Brak możliwości przeróbek - dostajemy dom jaki dostajemy i ciężko coś w nim zmienić tj. instalacje, ściany itd.
Trzeba pamiętać że to nie mur, tylko szkielet i trzeba używać specjalnych kołków - chociaż nie wiem czy to minus, bo szafki na ścianie trzymają się dobrze.
Podwykonawcy tj. hydraulicy - @Aeciatko uciekaj od nich jak najprędzej. Współczuje każdemu kto musi mieć z nimi styczność
Podłogi - pływające, trzeba to wszystko równać, kleić itd. Ale to na gwarancji trzeba sendom cisnąć żeby poprawiali
To w sumie tyle z grubsza. Sprawdzałem dom kamera termowizyjną - inspekcja wyszła elegancko, żadnych mostków, facet był pod wrażeniem. Przegląd instalacji elektrycznej też wyszedł poprawnie, wszystko trzyma się normy.
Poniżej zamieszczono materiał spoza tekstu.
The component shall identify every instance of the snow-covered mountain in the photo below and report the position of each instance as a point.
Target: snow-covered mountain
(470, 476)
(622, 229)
#budowadomu #remontujzwykopem #budownictwo
źródło: IMG_20241121_081307
Pobierz@zerthimon: Wyssane z palca to są potem wymagania ubezpieczycieli jak trzeba wypłacić więcej jak 10k zł. Pierwszy wynik z googla: https://rankomat.pl/nieruchomosci/obowiazkowe-przeglady-techniczne-a-ubezpieczenie-domu
Ale tak masz rację, że grzyb pojawia się przez czynniki zewnętrzne takie jak brak poprawnej izolacji, stąd też pisałem o braku mostków termicznych.
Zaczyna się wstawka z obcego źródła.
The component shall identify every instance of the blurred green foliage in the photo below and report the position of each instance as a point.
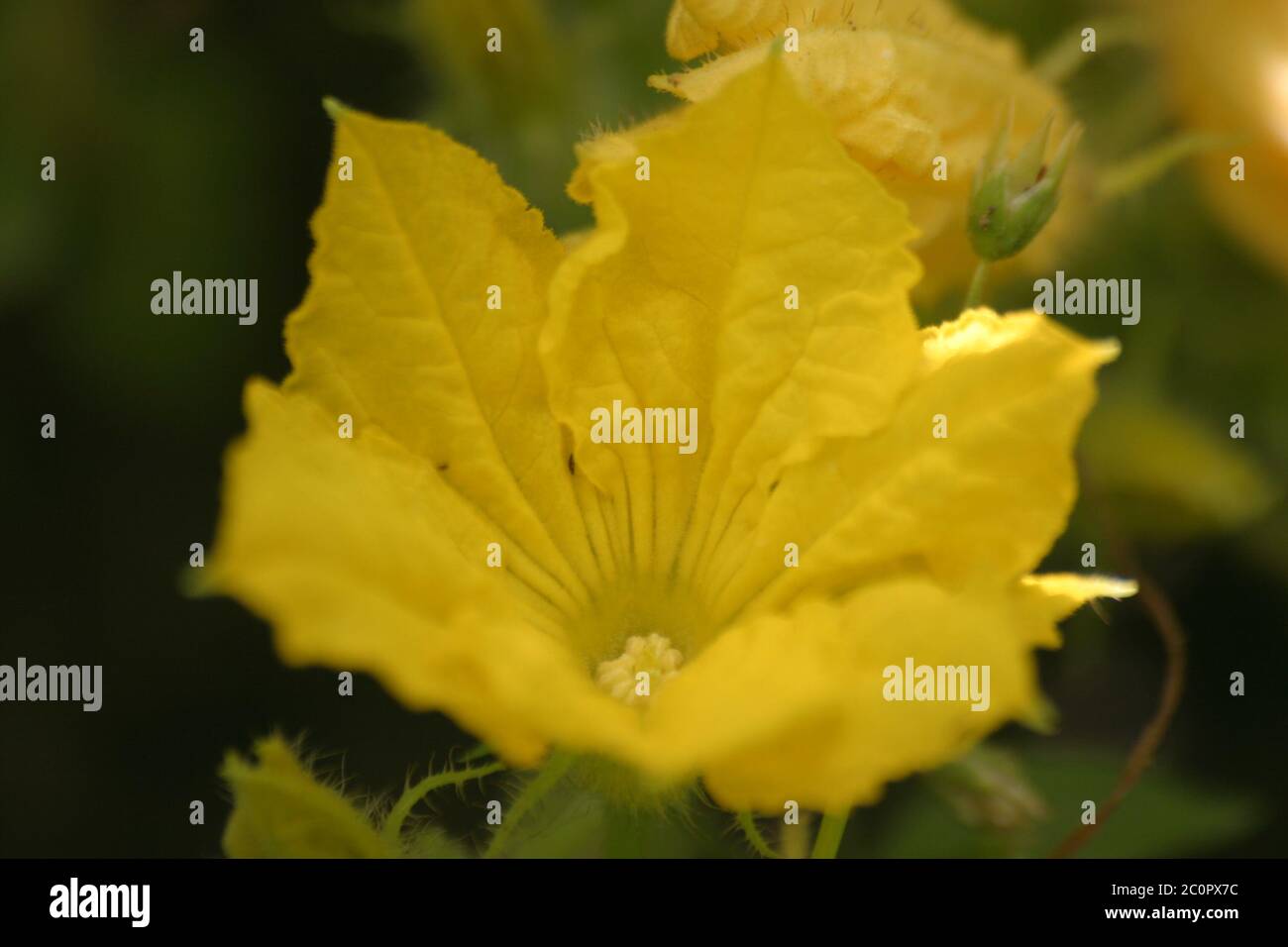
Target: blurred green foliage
(213, 163)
źródło: Zdjęcie z biblioteki
Pobierz@OptiFinance: Nie szukasz może pracownika z okolicy? ( ͡º ͜ʖ͡º)
Dlaczego kolejny już nie szkieletowy?
Możesz coś polecić ze szkieletowych w większym rozmiarze? Szukam tak
Ja wręcz przeciwnie. My mieszkamy na zadupiu i nie wyobrażam sobie życia w aglomeracji. Jak blisko dojazd to miasto dla nie to tylko miejsce pracy i wydawania siana, oaza spokoju to własny dom i 10 arowa działka najlepiej
fotowoltaika na nowych zasadach i inwestowanie w nią moim zdaniem mija się z celem.
@OptiFinance: niestety bardzo drogo Mirku ( ͡° ʖ̯ ͡°)
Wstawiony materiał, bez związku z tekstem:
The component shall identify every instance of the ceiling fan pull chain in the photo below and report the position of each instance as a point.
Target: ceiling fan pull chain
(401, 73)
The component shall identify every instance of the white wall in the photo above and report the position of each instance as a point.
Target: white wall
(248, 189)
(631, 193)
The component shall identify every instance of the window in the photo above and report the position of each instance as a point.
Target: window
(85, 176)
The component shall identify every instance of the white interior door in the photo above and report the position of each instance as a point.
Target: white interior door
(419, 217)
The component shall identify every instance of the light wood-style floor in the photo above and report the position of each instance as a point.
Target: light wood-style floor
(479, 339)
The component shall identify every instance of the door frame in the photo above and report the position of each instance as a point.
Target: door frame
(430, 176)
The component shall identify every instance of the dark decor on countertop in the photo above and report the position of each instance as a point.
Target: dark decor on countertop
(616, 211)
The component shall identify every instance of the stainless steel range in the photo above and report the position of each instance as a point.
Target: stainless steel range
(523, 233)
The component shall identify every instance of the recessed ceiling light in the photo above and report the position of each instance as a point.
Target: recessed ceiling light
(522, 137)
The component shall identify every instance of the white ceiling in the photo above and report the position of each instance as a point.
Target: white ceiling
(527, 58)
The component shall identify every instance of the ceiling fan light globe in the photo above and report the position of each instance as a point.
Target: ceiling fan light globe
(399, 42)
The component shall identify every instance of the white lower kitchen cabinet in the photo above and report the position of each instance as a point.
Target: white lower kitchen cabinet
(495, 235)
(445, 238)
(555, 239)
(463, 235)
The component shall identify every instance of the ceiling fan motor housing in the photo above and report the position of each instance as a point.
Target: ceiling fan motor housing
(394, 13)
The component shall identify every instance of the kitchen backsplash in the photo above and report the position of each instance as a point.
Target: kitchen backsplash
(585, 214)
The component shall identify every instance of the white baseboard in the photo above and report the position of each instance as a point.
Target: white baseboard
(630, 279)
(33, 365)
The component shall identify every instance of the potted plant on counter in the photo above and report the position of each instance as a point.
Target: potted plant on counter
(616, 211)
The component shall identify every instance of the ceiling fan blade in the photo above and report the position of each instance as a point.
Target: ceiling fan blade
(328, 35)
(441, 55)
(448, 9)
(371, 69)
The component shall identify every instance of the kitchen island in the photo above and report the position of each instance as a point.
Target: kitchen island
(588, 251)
u mnie koszt samego domu przekroczył 500k, ale mam 150m2 murowanego z wentylacją mechaniczną i klimą. budowany w podobnym okresie co Ty.
@kaorle84 wieś a miasto to dyskusja gdzie nie ma zwycięscy. Trójmiasto, a zwłaszcza Gdynia jest uboga w parcele pod zabudowę mieszkalną, więc zostają przedmieścia. A okolice Pucka w mojej ocenie są niedocenianie. Chociaż moim centrum życiowym jest teraz Puck, a nie Gdynia.